The writing is on the wall in Annie Baker’s reimagining of Uncle Vanya at the Soho Rep.
We pretend we’re older now, more mature; we’ve dressed up for the theatre and afterwards we will wax eloquent about our experience. We’ll wear our eyeglasses on the ends of our noses as we say, “Michael Shannon made me quiver, the carpet hairs beneath me raised, and my shoulders hunched with his. But Sonya, her intonation was the same, some bits worked, but there was something missing, you know?” In all our “lame rhetoric, lazy morality and pretentious arguments,” we’d lose sight of the concrete that burned below us, and those that were as yet huddled inside their offices, because they couldn’t afford the privilege of conversation, because they had to survive.
We become those characters that Uncle Vanya despises. In our self-awareness of this state, we become Uncle Vanya himself. This complicity is thrust upon us in Annie Baker and Sam Gold’s collaboration of a new, more “now,” Uncle Vanya. We step into not a theatre, but a living room, and are seated on carpeted bleachers around the stage. We’re part of the game of the back and forth offense and defense, of the power struggles and the tensions that maneuver these characters into each others’ orbits, and that drive them astray.

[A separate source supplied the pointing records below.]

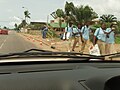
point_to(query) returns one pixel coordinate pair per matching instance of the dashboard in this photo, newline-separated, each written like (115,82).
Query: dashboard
(60,76)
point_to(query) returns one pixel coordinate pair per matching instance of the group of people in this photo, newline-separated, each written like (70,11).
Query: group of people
(103,36)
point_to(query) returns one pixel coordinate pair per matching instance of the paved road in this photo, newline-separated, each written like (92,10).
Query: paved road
(13,43)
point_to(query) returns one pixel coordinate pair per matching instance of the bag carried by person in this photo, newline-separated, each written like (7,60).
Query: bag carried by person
(94,50)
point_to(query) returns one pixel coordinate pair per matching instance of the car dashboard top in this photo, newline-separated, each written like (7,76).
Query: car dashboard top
(60,76)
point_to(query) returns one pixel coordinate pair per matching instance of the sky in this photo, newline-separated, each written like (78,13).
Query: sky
(11,11)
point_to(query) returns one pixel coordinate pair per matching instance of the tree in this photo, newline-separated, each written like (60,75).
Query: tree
(108,18)
(79,14)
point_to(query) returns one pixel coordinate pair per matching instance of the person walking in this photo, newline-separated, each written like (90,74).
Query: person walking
(44,31)
(100,38)
(85,32)
(77,34)
(110,40)
(68,35)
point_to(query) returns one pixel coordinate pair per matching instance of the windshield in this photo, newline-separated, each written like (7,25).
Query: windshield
(89,27)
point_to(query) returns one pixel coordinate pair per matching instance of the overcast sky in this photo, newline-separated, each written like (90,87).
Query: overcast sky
(11,11)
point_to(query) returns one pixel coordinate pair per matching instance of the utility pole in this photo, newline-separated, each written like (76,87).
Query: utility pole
(47,19)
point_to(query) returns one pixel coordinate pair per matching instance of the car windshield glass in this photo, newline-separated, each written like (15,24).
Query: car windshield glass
(86,27)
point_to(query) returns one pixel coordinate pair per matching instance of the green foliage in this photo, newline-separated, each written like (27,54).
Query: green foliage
(60,13)
(108,18)
(79,14)
(95,26)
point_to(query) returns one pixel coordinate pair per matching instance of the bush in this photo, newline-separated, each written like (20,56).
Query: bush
(51,34)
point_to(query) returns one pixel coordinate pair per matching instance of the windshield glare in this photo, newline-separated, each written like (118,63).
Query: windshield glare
(85,27)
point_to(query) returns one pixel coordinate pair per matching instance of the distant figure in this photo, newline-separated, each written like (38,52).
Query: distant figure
(44,31)
(77,34)
(68,35)
(110,40)
(85,31)
(100,38)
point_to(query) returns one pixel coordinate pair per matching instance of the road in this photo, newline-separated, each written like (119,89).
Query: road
(13,43)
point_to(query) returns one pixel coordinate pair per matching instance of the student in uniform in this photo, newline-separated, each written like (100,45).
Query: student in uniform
(85,32)
(77,32)
(68,35)
(110,40)
(100,38)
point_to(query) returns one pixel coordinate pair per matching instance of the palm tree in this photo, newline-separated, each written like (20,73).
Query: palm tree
(108,18)
(82,14)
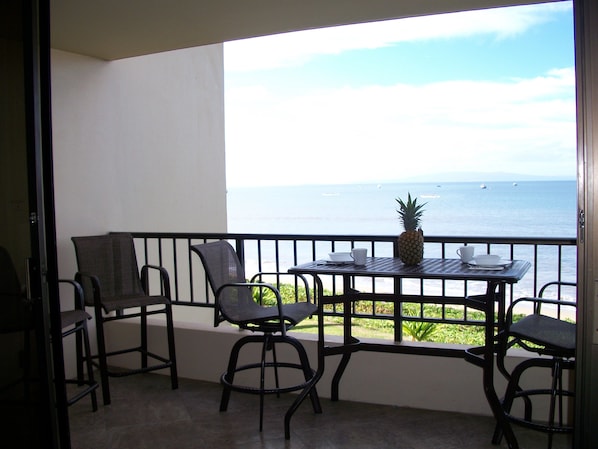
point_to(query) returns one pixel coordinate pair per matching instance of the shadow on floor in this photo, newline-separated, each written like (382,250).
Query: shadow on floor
(146,413)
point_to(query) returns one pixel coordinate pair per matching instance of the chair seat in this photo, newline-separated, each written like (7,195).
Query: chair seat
(71,317)
(294,313)
(556,335)
(110,304)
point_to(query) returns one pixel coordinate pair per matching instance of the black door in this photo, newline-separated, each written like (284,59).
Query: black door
(32,408)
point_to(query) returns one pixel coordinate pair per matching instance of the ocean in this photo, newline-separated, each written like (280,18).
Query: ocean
(529,209)
(496,209)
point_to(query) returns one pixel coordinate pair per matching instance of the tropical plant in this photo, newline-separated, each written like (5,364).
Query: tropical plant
(411,241)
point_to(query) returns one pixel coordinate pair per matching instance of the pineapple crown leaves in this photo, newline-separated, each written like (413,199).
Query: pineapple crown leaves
(410,213)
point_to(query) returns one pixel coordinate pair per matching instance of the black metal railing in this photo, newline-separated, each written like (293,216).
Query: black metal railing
(552,259)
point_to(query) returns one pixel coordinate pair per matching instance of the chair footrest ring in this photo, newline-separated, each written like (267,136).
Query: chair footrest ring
(272,390)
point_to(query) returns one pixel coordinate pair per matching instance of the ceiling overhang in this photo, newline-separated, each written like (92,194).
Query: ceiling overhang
(115,29)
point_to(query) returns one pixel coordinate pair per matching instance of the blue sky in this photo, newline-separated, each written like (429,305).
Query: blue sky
(479,91)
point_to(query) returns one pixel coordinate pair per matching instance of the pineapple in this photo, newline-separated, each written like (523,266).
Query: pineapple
(411,242)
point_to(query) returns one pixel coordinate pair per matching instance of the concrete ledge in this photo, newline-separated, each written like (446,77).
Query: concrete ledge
(427,382)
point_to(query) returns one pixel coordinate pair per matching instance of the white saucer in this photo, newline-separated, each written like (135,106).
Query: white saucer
(339,258)
(500,263)
(339,261)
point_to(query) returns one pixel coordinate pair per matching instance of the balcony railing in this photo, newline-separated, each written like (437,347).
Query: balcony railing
(552,259)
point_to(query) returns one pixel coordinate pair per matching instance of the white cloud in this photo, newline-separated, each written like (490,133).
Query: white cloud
(294,49)
(392,132)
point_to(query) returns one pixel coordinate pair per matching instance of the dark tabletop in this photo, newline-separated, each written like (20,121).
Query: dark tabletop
(427,269)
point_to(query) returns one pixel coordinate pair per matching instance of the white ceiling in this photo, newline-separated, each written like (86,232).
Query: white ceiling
(114,29)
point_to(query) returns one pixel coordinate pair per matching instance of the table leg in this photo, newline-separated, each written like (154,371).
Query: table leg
(488,364)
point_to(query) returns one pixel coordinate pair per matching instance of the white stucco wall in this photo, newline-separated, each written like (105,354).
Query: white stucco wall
(138,145)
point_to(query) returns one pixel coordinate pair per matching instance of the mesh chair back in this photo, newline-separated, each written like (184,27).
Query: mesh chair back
(223,267)
(111,258)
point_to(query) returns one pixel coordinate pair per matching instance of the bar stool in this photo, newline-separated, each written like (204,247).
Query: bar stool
(553,338)
(75,322)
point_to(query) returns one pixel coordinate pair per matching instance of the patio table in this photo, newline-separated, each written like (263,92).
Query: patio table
(441,269)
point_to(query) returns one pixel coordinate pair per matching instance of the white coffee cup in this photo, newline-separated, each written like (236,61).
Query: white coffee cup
(465,253)
(359,255)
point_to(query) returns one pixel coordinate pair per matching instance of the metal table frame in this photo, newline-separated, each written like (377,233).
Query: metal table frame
(442,269)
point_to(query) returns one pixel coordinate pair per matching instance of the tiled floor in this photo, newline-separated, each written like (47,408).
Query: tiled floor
(146,413)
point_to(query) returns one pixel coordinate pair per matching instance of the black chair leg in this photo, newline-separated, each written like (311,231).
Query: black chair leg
(90,377)
(102,359)
(229,376)
(174,377)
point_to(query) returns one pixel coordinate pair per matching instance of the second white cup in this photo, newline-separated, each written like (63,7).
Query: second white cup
(465,253)
(359,255)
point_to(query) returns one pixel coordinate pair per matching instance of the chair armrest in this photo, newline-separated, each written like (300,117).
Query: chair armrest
(293,275)
(96,292)
(537,303)
(164,279)
(79,303)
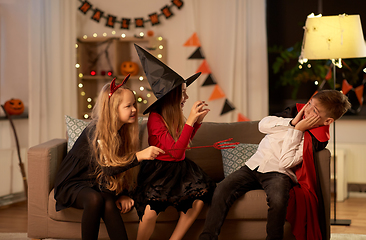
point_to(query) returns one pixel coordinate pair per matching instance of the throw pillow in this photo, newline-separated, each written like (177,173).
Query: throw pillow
(235,158)
(74,128)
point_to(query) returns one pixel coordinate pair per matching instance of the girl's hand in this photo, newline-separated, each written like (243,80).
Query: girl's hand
(299,115)
(308,123)
(125,203)
(149,153)
(197,113)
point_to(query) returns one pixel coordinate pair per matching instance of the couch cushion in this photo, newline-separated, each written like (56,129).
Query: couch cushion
(210,159)
(74,128)
(235,158)
(252,205)
(74,215)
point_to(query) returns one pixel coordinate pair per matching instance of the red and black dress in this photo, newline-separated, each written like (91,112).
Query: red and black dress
(170,179)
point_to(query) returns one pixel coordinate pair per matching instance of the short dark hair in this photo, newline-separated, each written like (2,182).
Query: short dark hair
(335,102)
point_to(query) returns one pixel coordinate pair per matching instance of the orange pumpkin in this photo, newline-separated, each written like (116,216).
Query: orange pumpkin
(129,67)
(14,106)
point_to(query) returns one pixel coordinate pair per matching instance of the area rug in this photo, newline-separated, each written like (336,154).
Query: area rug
(334,236)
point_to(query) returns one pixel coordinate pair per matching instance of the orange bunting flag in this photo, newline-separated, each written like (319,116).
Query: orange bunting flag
(242,118)
(359,93)
(346,87)
(204,68)
(193,41)
(217,93)
(329,74)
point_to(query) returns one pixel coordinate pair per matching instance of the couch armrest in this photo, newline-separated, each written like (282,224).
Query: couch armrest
(43,161)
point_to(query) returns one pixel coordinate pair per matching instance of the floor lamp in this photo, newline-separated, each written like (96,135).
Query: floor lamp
(334,38)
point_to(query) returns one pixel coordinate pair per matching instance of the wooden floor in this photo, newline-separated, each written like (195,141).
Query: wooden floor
(14,218)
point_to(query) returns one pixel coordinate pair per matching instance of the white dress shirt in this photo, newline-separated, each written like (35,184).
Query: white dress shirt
(280,150)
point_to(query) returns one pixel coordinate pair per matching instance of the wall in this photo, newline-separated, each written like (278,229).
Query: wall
(13,84)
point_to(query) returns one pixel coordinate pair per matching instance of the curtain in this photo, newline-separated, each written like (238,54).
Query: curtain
(234,43)
(52,81)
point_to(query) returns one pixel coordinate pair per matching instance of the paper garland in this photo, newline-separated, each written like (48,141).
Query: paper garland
(126,22)
(204,68)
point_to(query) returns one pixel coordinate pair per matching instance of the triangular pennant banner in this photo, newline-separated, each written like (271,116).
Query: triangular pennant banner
(203,68)
(209,81)
(359,94)
(346,87)
(192,41)
(197,54)
(227,107)
(242,118)
(217,93)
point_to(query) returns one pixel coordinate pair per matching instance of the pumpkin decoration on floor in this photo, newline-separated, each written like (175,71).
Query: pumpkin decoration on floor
(129,67)
(14,106)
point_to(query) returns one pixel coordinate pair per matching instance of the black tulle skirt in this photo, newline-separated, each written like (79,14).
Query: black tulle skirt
(178,184)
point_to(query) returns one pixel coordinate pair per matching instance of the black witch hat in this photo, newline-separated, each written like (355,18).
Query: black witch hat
(162,79)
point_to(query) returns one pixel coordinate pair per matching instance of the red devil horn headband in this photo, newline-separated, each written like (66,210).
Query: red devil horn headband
(114,87)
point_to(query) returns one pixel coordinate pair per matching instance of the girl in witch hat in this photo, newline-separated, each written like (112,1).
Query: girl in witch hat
(99,169)
(171,179)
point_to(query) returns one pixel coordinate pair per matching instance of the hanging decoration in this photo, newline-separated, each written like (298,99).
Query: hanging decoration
(125,23)
(204,68)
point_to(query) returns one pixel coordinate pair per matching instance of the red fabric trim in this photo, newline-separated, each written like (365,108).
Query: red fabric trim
(302,210)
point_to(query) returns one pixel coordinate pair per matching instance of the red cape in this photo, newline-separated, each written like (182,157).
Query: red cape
(302,210)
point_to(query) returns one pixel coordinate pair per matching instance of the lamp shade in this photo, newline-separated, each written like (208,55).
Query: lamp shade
(333,37)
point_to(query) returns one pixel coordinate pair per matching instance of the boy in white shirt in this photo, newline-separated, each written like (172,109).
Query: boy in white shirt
(271,167)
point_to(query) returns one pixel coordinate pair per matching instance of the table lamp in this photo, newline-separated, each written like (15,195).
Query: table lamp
(334,38)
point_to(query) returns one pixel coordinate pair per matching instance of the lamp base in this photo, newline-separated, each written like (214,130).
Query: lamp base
(340,222)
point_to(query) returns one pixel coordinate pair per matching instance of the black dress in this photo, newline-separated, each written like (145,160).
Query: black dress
(76,171)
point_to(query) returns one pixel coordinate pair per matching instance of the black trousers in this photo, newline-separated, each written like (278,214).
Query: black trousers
(276,185)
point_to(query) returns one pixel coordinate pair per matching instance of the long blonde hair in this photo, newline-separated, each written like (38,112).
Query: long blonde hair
(171,111)
(112,146)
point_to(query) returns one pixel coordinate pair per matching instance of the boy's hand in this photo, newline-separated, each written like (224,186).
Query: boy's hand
(125,203)
(299,115)
(307,123)
(197,111)
(149,153)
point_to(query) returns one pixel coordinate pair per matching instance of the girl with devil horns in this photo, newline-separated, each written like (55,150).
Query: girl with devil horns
(171,179)
(99,171)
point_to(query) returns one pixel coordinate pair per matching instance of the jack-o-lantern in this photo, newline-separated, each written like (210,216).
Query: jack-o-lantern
(129,67)
(14,106)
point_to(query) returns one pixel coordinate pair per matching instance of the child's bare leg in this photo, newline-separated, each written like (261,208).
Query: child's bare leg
(147,225)
(186,220)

The story is about those that write histories for some as yet unknown but universal future to read, and those that lead entirely unwritten, “boring” lives. Uncle Vanya is a symbol of this fission: “I still want to live to feel like I’m part of something important. This is like living in exile. I spend every minute longing for the past, obsessing over other people’s success, fearing death . . . God the present is too ridiculous for words.” Annie Baker’s rendering is filled with colloquialisms: the Doctor opens the play with, “For what it is, life is pretty boring and stupid. You’re surrounded by creeps, you spend all day hanging out with creeps, a few years go by and little by little, without even realizing it, you’re a creep yourself.” Sam Gold’s direction hyperbolizes the mundane: Vanya, for example, first wolfs down a piece of cake in exhilaration then meticulously picks breadcrumbs off his shirt. That’s more drama than playfuls of Chekovian tears.
There is a constant sense of time standing still and of being too late: “I’m the same as always . . . actually I’m worse. For twenty-five years, he’s been writing about things that intelligent people already know and stupid people aren’t even interested in—that’s twenty years just emptied into the void.”
Each character becomes symbolic of the life of the mind and life of the body. Yelena’s life of leisure contrasts Sonya’s manual work on the farm; Alexander’s academia contrasts the Doctor’s concern for humanity, and finds itself in a tussle between self-satisfaction and love for others. Thus, the end of the play itself, where art meets survival, becomes the only escape.
When the Doctor says, “What still gets me is beauty,” he refers not only to nature, or his love for Yelena, but to art. Yelena says, “Me? I’m boring. I’m like a minor character in a play,” suggesting, meta-theatrically, that only the end of the play would allow her some freedom, because “the truth is never as frightening as uncertainty.” Sonya confirms at the end, “There is no ink [but] what can we do? We have to live.”
And so we too, the audience, exit the carpeted arena, thinking, wondering, gesticulating about our own lives. We take off our spectacles and look into the sun. Then we hide in a small dark comforting space, turn on the house lights, and reassure ourselves that beauty, love, art exist in the fact that they do not last. We crack open a beer. What else can we do?
Uncle Vanya is playing at Soho Rep through August 26, 2012.